Нанофизические эксперименты с одиночными атомами и молекулами стали с начала 1990-х годов разнообразнее и многочисленнее. Они позволяли изучать «нижний мир» напрямую, непосредственно исследуя физические явления, наблюдаемые при помощи тех материальных средств, которые имелись в распоряжении ученых и которые оказывались подходящими для условий конкретного эксперимента. Главное, чтобы был один атом или одиночная молекула и этого хватало. К любой трудности приходилось приспосабливаться, то есть находить — а то и изобретать — подходящий измерительный прибор. В нашем случае каждый раз искать или придумывать такой прибор, который смог бы дать нужные сведения об интересующем нас объекте. А раз объект чрезвычайно мал, то напрашивалось решение встраивать в большой прибор приборчик поменьше, потом еще меньше — на манер русских матрешек. До тех пор, пока не получится прибор, способный работать с молекулой.
Все эти эксперименты открыли перед наукой новое поле познания и положили начало новому научно-исследовательскому проекту. Первая цель проекта — поощрение разработок, нацеленных на создание экспериментальных установок, строящихся из считаных атомов — атом за атомом — или состоящих из одной-единственной молекулы. Что важно: речь не о потугах сделать примерно то же, что мы умеем и к чему мы привыкли на макроуровне, то есть то, что мы видим и делаем в нашем мире, но только совсем уж в микроскопическом масштабе. Нет, новизна нанопроекта заключается в том, что иные из наноустановок могут иметь гносеологический смысл: иначе говоря, есть шанс, что они заставят нас пересмотреть известные ныне законы физики или как-то их переформулировать — просто потому, что «нашим физическим законам» они не всегда подчиняются. Примеры тому будут рассмотрены в следующей главе.

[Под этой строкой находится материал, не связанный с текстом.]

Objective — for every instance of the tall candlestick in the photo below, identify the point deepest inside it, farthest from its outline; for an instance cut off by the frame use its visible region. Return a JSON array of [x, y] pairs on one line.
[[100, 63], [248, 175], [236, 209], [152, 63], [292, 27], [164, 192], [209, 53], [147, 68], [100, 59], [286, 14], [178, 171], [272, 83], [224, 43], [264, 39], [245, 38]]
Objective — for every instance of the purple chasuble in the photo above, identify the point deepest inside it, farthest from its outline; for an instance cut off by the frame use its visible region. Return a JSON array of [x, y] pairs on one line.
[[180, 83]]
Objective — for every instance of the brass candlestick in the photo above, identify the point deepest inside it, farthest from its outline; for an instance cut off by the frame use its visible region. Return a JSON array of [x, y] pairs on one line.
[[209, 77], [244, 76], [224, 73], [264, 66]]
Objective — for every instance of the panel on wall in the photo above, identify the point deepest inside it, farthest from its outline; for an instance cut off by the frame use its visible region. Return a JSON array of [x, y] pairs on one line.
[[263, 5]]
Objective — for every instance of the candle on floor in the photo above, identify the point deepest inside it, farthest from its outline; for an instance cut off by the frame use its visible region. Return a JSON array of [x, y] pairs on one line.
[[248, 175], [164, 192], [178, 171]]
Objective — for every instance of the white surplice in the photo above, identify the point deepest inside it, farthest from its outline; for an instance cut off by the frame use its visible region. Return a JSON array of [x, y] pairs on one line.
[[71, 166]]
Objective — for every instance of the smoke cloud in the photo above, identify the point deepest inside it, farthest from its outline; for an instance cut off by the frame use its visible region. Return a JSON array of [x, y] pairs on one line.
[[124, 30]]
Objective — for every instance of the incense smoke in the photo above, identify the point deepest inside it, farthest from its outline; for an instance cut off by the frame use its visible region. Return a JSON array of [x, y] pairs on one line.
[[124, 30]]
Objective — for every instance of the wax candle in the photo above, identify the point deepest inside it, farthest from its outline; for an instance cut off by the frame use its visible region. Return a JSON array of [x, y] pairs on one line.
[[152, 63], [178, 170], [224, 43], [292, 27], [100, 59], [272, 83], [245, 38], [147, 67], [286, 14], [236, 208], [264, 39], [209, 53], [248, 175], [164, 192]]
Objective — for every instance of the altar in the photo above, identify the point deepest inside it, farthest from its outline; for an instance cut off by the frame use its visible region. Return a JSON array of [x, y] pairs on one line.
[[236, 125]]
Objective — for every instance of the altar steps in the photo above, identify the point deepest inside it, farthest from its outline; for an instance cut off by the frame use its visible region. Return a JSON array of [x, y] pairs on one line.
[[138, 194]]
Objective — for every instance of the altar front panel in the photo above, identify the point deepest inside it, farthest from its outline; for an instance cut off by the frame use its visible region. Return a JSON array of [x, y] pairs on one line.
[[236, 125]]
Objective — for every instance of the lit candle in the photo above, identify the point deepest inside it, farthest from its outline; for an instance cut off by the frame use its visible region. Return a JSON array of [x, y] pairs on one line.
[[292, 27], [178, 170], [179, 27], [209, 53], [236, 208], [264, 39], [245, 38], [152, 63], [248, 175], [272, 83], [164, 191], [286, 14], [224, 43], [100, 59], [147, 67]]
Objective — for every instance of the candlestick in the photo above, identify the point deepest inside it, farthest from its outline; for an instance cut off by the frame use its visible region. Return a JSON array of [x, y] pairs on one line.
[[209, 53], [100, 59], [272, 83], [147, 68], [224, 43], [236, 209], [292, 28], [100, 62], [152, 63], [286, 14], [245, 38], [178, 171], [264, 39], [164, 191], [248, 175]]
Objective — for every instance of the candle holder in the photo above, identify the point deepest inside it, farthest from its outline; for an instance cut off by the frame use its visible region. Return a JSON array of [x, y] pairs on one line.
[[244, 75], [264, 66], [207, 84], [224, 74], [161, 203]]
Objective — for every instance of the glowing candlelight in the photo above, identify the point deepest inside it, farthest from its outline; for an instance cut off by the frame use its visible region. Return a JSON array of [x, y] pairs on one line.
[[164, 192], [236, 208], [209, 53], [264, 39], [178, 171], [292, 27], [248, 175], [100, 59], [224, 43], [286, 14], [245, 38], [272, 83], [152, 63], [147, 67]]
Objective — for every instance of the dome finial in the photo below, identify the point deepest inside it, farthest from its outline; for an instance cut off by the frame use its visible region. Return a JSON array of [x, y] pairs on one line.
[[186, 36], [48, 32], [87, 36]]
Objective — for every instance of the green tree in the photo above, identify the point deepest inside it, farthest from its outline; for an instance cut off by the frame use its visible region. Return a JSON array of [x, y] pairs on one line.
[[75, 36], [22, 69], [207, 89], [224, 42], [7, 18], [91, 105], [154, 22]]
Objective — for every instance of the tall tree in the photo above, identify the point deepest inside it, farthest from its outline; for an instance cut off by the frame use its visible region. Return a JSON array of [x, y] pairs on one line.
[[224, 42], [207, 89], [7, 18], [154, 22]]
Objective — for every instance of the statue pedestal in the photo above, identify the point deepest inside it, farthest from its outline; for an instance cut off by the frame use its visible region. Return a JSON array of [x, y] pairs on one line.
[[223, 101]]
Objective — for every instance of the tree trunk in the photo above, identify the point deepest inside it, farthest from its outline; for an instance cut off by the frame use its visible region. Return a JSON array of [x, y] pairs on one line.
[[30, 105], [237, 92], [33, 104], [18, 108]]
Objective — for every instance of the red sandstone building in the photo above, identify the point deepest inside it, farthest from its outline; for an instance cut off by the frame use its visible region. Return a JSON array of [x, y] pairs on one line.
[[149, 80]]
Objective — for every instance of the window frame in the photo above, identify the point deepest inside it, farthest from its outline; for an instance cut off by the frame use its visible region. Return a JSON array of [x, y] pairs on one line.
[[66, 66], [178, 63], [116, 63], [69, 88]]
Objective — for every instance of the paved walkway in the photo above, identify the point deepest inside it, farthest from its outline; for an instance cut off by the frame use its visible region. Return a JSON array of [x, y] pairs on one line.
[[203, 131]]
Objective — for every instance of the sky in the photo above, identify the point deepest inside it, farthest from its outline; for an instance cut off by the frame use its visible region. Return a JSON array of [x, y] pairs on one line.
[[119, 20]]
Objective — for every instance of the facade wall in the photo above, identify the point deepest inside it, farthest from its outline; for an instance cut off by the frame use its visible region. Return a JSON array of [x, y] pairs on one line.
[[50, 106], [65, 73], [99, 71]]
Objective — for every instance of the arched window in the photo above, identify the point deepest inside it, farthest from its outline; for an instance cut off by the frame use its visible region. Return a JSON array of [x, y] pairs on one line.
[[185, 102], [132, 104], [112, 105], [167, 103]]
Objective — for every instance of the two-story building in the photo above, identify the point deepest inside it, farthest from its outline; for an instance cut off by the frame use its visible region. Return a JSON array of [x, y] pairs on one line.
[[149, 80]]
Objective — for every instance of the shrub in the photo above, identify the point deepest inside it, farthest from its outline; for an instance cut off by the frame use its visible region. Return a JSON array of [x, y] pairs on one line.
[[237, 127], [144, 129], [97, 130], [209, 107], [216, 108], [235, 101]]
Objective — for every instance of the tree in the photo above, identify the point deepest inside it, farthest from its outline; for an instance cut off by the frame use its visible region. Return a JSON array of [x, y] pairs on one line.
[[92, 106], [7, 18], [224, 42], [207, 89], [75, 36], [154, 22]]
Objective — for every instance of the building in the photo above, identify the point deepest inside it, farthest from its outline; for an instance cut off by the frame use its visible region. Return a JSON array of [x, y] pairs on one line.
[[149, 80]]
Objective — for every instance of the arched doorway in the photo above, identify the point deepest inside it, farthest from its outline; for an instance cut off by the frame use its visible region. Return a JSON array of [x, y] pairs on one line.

Вторая цель более фундаментальна. Изготавливая приборы на квантовом уровне, физики имеют все основания полагать, что смогут увидеть квантовый мир под таким углом зрения, под которым он еще не рассматривался. Выходит, что мы в начале XXI века должны будем неким новым образом испытать все здание квантовой механики. Не означает ли это рождение некой новой научной дисциплины — нанонауки? С новыми законами, вытекающими из манипуляций с веществом атом за атомом? За многие века выработано множество новаторских экспериментальных приемов, но вот новых наук родилось куда меньше. Но, если по ходу исследования «мира внизу» наблюдается какое-то новое явление, которое квантовые законы объяснить не могут, что это, если не рождение новой науки — науки нанометрических масштабов, то есть нанонауки? Ну а если это не так, то ни к чему и изобретать новые ярлыки для области, пусть новой, но вполне поддающейся изучению привычными техническими методами, пускай и предлагаемыми некоторой технологией, тоже новой. Вот ее пусть и называют нанотехнологией. Но не нанонаукой.